The best way to fight attacks is to prevent them from happening: that is why CSIRTs are deeply involved in "spreading the news", reporting to their constituencies on recently discovered vulnerabilities and how to prevent those "holes" from being exploited. Other functions like reporting on hacking trends and best practices in security and network/system management, and the "prevention" service of CSIRTs are more examples what CSIRTs can do.

The "awareness raising" service is really a preventive task as well, but with a different target audience and therefore also with different content: it targets e.g. CEO levels, product development managers, marketeers, but also end-users and even the public, depending on what kind of CSIRT one is talking about.

The "detection" service is the logical next step: once incidents occur they have to be detected.

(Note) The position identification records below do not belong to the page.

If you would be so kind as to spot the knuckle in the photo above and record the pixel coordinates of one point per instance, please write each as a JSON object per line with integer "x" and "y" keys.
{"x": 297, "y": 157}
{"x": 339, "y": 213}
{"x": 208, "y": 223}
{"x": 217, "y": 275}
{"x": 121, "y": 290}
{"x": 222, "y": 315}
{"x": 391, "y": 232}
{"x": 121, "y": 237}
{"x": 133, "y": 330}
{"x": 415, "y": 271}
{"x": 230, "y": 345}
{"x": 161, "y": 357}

The classical detection which is still the most widely adopted by CSIRTs is simply waiting for incident reports to come in and then act on those. Nowadays, the rising popularity of Intrusion Detection Systems (IDS), has given CSIRTs a more pro-active means of detecting incidents. However, use of IDS is still mostly limited to internal security organisations, because of lack of experience on how to deploy a bigger IDS scheme, and last but not least, lacking standardisation.

The best known service that CSIRTs offer is that of "correction", that is combatting the harmful results of security incidents, trying to take away their direct cause and preferably find their origin. If the origin is a legal entity or person, and further steps can be taken towards that entity, then "repression" starts - though that is usually the domain of local (company/institution) authorities or justice.

CSIRTs tailor their services to the needs of their constituencies and parent organizations, of course taking into account local legislation - but not only local, because CSIRTs have to deal with cross-border incidents, where different laws apply.

 

Previous Co-Operation among CSIRTs

The oldest and most experienced CSIRTs in Europe are found within the European NRENs. Traditionally, since the early days of the RARE CERT Task Force in 1992, European research network CSIRTs have been building the backbone of incident response activity within Europe. Today 50% of all European teams (see http://www.trusted-introducer.org/ for a complete list) are within the research area and are for many countries still the one and only CSIRT available. In addition in various countries European research network teams have been instrumental in the setup and initiation of new CSIRTs, in the government and commercial areas - and have helped these newcomers to gain (inter)national acceptance and join international fora like FIRST, TF-CSIRT and the Trusted Introducer.

It is clear from previous discussions, that there is no need for yet another CSIRT service for constituencies that already are served by one. The need to have new CSIRTs for constituencies yet unserved, has been well recognized and addressed by existing CSIRTs since 1992 in Europe - this comes almost natural to CSIRTs whose constituencies simply suffer most from those areas where no incident management arrangements have yet been made. All international fora mentioned in the previous paragraph have been set-up by existing CSIRTs with the intention of, apart from exchanging information and jointly improving the quality of service, reaching out to new CSIRTs.